Arguments pertinents
1. Irrecevabilité de la demande : La Cour a jugé que le changement d'affectation de M. A. ne constituait pas une mesure faisant grief, en raison de l'absence de conséquences juridiques quant à ses droits ou prérogatives issus de son statut. En effet, "les mesures prises à l'égard d'agents publics qui, compte tenu de leurs effets, ne peuvent être regardées comme leur faisant grief, constituent de simples mesures d'ordre intérieur insusceptibles de recours".
2. Nature de la nouvelle affectation : Le poste attribué à M. A. était considéré comme pertinent et essentiel pour la lutte contre l'insécurité dans la commune. La Cour a souligné qu'il ne subissait aucune perte de droits ou de rémunération malgré le changement de fonctions, et qu'il n'y avait pas de diminution de responsabilités, puisqu'il était en charge d'un service important de vidéo protection où il supervisait plusieurs agents.

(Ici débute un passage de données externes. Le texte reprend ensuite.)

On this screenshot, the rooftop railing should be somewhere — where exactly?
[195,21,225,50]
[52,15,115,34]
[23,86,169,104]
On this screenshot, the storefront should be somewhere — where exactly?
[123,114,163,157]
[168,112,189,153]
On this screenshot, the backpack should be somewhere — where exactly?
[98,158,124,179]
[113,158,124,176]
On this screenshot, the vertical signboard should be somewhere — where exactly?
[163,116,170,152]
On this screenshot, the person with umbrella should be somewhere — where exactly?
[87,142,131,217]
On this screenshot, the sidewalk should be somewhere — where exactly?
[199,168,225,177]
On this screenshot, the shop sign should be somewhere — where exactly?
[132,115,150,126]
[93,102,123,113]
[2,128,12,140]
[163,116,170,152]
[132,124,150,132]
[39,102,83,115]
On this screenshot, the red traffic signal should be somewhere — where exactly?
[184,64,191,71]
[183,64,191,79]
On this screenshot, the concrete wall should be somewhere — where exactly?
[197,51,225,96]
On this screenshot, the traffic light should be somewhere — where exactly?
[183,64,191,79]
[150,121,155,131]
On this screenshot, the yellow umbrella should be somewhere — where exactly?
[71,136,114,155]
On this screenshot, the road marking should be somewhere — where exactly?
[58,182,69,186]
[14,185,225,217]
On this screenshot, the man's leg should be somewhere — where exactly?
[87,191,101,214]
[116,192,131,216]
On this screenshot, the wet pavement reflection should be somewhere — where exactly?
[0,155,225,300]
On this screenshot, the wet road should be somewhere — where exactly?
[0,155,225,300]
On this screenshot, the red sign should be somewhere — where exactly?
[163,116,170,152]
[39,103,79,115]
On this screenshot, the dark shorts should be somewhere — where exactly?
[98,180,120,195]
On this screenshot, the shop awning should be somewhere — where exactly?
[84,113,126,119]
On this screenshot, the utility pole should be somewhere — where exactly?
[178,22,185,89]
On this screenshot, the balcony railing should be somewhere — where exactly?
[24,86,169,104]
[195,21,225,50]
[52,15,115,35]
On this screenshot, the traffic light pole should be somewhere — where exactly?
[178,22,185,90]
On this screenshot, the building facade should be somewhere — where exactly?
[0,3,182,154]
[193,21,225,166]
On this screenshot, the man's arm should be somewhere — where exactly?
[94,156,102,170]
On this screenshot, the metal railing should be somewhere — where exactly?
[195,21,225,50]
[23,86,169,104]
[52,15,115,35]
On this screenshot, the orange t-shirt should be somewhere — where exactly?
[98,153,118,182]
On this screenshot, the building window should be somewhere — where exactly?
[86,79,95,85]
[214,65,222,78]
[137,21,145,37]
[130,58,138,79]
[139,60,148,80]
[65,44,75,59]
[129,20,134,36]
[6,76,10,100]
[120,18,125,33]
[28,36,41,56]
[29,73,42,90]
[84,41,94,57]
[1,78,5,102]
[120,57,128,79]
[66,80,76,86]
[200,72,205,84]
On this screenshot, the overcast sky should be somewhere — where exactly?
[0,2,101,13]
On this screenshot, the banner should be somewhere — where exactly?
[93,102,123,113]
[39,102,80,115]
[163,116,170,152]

3. Absence de détournement de pouvoir : La Cour a également écarté les allégations de détournement de pouvoir. Le changement d'affectation était motivé par une nécessité d'organisation au sein du service public, visant à améliorer la sécurité municipale.

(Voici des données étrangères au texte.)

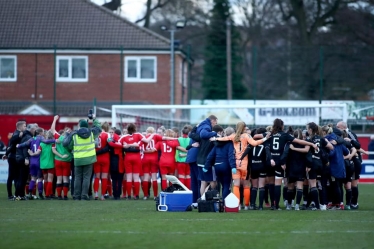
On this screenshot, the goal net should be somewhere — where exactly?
[112,101,348,132]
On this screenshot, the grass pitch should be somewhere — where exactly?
[0,184,374,249]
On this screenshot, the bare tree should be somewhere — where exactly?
[135,0,172,28]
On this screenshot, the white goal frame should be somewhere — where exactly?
[112,103,348,128]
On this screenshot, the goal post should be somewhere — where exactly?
[112,103,348,131]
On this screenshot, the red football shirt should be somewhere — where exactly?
[96,131,110,163]
[157,140,179,166]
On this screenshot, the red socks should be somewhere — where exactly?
[106,179,113,196]
[122,180,131,197]
[152,180,158,197]
[124,182,132,197]
[101,178,108,196]
[142,181,149,197]
[56,183,62,196]
[94,177,100,193]
[184,178,191,189]
[161,180,168,190]
[134,181,140,196]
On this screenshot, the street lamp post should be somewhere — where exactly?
[161,21,185,105]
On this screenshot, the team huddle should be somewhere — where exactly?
[3,115,366,210]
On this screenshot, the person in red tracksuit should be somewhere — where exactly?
[108,130,125,200]
[119,124,154,200]
[93,122,110,200]
[156,129,187,190]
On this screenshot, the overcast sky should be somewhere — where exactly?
[92,0,146,22]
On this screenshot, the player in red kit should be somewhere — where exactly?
[93,122,110,200]
[156,130,187,189]
[119,124,154,200]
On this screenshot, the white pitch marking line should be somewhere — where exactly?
[0,230,374,235]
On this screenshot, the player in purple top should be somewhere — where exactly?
[17,127,56,200]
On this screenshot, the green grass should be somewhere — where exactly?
[0,185,374,249]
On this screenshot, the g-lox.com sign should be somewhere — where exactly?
[256,107,319,125]
[256,107,319,125]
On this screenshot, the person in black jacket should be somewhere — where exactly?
[15,124,36,201]
[3,121,26,200]
[336,121,362,209]
[203,127,236,200]
[368,135,374,160]
[196,115,219,196]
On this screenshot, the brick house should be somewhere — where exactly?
[0,0,190,117]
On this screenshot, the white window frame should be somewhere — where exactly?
[0,55,17,82]
[124,56,157,83]
[56,55,88,82]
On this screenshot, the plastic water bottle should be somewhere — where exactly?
[214,202,219,213]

Interprétations et citations légales
- Mesures d'ordre intérieur : La jurisprudence précise que "les mesures prises à l'égard d'agents publics qui, compte tenu de leurs effets, ne peuvent être regardées comme leur faisant grief [...] sont insusceptibles de recours". Cette interprétation souligne que seules les décisions ayant un impact significatif sur les droits des agents peuvent faire l'objet d'un contestation devant les juridictions administratives.

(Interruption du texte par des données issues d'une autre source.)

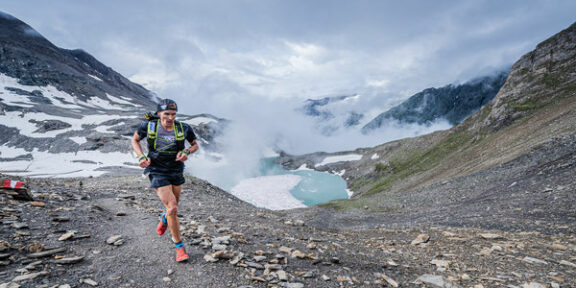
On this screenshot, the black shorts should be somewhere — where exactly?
[148,173,186,188]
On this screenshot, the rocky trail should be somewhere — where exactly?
[0,175,576,288]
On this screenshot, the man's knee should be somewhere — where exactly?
[166,202,178,216]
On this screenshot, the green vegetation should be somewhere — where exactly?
[508,98,545,112]
[366,130,472,195]
[542,74,562,88]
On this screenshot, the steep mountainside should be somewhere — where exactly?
[0,13,226,176]
[281,24,576,229]
[0,12,154,106]
[362,72,508,133]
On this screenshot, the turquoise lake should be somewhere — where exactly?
[259,157,348,206]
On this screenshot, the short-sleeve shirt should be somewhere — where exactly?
[136,120,196,174]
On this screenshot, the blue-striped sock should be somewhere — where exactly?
[160,211,168,226]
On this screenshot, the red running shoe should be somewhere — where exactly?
[156,211,168,235]
[176,247,190,262]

- Article 52 de la loi n° 84-53 : M. A. soutenait que la décision du maire aurait dû être précédée de la saisine de la commission administrative paritaire, selon l’article 52 de la loi n° 84-53 du 26 janvier 1984. La Cour a jugé que cela ne s'appliquait pas dans ce cas, puisque le changement d'affectation n'impliquait pas une sanction disciplinaire.
- Article L. 761-1 du code de justice administrative : La demande de M. A. visant le remboursement de frais était rejetée car il n’était pas la partie gagnante dans le litige. Ce qui révèle que cet article ne permet pas d'imposer les frais à la partie qui n'est pas condamnée par le jugement.
La décision a été prise en considérant la nature des droits statutaires de M. A. et les conditions requises pour contester une décision administrative, illustrant bien l'importance du lien entre les changements organisationnels au sein des services publics et les droits des agents qui les occupent.